Rules Are for Schmucks: The Truth about the Houston Subpoenas to Christian Pastors
Senator Ted Cruz and the rest of the Christian Right were in an uproar last week over the City of Houston’s subpoenas to several Christian pastors, requiring them to provide copies of sermons and other communications pertaining to pending litigation with the city. Calling them “a subpoena to silence prayers,” Cruz thundered, “The city of Houston has no power—no legal authority—to silence the church. Caesar has no jurisdiction over the pulpit.” The trade association for Christian broadcasters calls the subpoena an “inquisition,” the head of the Family Research Council calls it a “Soviet-style crackdown on area churches,” and even the head of the liberal Interfaith Alliance calls it “profoundly disturbing.”
Here’s what’s really going on.
Last May, the Houston City Council passed an equal rights ordinance, consolidating existing city bans on discrimination based on sex, race, age, religion and other categories and increasing protections for gay and transgender residents. Unfortunately, religious institutions are exempt from most of its provisions, but that doesn’t mean they’re not bitterly opposed to it. A coalition called “No Unequal Rights” spearheaded by local church groups like the Baptist Ministers Association of Houston formed to petition the ordinance to referendum.
In July, the pro-discrimination lobby submitted over 50,000 signatures to put the repeal of the ordinance on the ballot, which seemed like a lot when only 17,269 were needed. But upon closer examination, many of the signatures were invalid, and many of the signature collectors were not properly-qualified Houston residents–the city has this quaint idea that only people who are registered to vote in Houston ought to be involved in deciding what Houston’s laws will be. More than two-thirds of the signatures were thrown out, so the referendum will not be appearing on the ballot this fall.
[Pop trivia quiz: Which prominent American politician first won office by invalidating the nominating petitions of every one of his or her primary opponents?
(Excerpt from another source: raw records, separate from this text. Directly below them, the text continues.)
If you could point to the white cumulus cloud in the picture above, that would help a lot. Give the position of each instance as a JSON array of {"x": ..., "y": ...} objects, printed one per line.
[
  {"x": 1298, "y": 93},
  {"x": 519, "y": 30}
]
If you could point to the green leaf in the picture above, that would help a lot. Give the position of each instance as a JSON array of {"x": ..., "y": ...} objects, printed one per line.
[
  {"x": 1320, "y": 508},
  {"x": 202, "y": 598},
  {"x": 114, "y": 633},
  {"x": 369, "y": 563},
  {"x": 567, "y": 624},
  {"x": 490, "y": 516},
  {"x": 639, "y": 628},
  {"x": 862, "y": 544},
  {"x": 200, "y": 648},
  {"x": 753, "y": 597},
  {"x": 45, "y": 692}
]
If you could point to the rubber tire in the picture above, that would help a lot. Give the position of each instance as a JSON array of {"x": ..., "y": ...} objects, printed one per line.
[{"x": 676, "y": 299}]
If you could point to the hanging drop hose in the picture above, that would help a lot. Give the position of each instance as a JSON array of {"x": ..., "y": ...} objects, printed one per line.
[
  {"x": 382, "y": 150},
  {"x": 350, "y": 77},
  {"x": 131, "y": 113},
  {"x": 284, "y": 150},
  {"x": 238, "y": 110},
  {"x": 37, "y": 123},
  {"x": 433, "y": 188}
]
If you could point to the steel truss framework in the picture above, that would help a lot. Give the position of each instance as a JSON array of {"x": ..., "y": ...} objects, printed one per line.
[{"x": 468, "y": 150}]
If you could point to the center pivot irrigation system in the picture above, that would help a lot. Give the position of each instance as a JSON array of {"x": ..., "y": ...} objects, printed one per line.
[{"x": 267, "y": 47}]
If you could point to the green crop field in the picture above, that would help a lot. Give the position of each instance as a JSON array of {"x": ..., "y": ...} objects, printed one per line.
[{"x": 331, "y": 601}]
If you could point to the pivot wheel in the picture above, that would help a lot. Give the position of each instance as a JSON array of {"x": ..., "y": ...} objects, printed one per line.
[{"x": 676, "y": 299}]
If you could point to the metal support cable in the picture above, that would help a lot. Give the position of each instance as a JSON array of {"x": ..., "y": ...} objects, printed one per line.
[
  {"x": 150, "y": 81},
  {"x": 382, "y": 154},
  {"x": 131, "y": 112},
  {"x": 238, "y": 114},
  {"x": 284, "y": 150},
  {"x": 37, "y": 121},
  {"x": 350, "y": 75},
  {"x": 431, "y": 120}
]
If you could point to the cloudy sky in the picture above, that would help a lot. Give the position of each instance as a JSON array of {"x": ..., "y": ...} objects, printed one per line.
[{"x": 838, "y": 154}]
First commenter with the correct answer gets bragging rights for a week.]
As expected, the pro-discrimination forces didn’t like this result, so they brought a lawsuit. The City of Houston didn’t sue anybody—the people challenging the law started the fight. Once it found itself hauled into court, though, the City of Houston “lawyered up.” Naturally, one of the first things its lawyers wanted to do was to learn more about how these signatures were in fact collected, a central element of the case. Hence, the now-famous subpoena.
Is it true, as Sen. Cruz puts it, that “Caesar has no jurisdiction over the pulpit?” Of course it isn’t. Take an easy example, starting at the top: the crime of treason, defined as giving aid and comfort to enemies of the United States. We are currently at war with the Islamic State, a war we’d better win. It is entirely possible that sermons at some American Muslim mosques are treasonous – encouraging the financing and recruitment of fighters for our enemy, or even sabotage here at home. If the government has grounds to suspect such activity, should it be OK to subpoena those sermons? It better be!
Legal scholar Eugene Volokh posits another example. Suppose a church fires a clerical employee after she becomes pregnant. If there’s a record of sermons in that church indicating some bizarre biblical view that mothers should stay at home, should it be possible for the woman to subpoena those sermons in connection with her wrongful discharge complaint? Of course it should.
In Houston, it’s entirely plausible that sermons instructed petition distributors, consciously or otherwise, to do things contrary to law in gathering their names. After all, if it’s God who wants to crush equal rights for gays, why should bureaucratic red tape be allowed to bar the way? It’s hard to imagine anything more relevant to the case at hand than the instructions and encouragement that were given to signature collectors—exactly what the pastors are now trying to hide.
It is true that the lawyer who drafted the subpoena played the typical lawyer’s game of killing ants with a sledgehammer, demanding communications not only about the petition drive but anything the pastors may have said about the mayor herself. This is what lawyers do—they try to win cases by casting their nets as broadly as possible. I’ll bet my last nickel that the lawyers for the pastors have demanded, or will demand if they haven’t yet, every shred of communication pertaining even remotely to the process by which the decision was made to invalidate two-thirds of the petition signatures—all of which they should be entitled to receive.
There’s a time-honored procedure in the law relating to litigation discovery for challenging over-broad document requests that have nothing to do with the matter at hand. It is typically a straightforward matter to negotiate an arrangement between the attorneys to hone down the information demands on both sides to the truly relevant items. Normally neither side wants to be in the position of antagonizing the judge with indefensibly irrelevant demands, thus started their case off on the wrong foot.
Nevertheless, the mayor of Houston gave up the fight almost immediately, announcing on Friday that the subpoenas would be changed to withdraw the demand for sermons. But as typically happens with gutless appeasement, the opposition is simply emboldened. Now they say that the subpoenas “must be rescinded entirely,” and that every single communication authored by a man of the cloth has to be exempt from the civil discovery process. So it’s OK for the pro-discrimination Christians who sued the city to throw a punch, but not to take one.
Why? Because rules are for schmucks. God experts do what they want.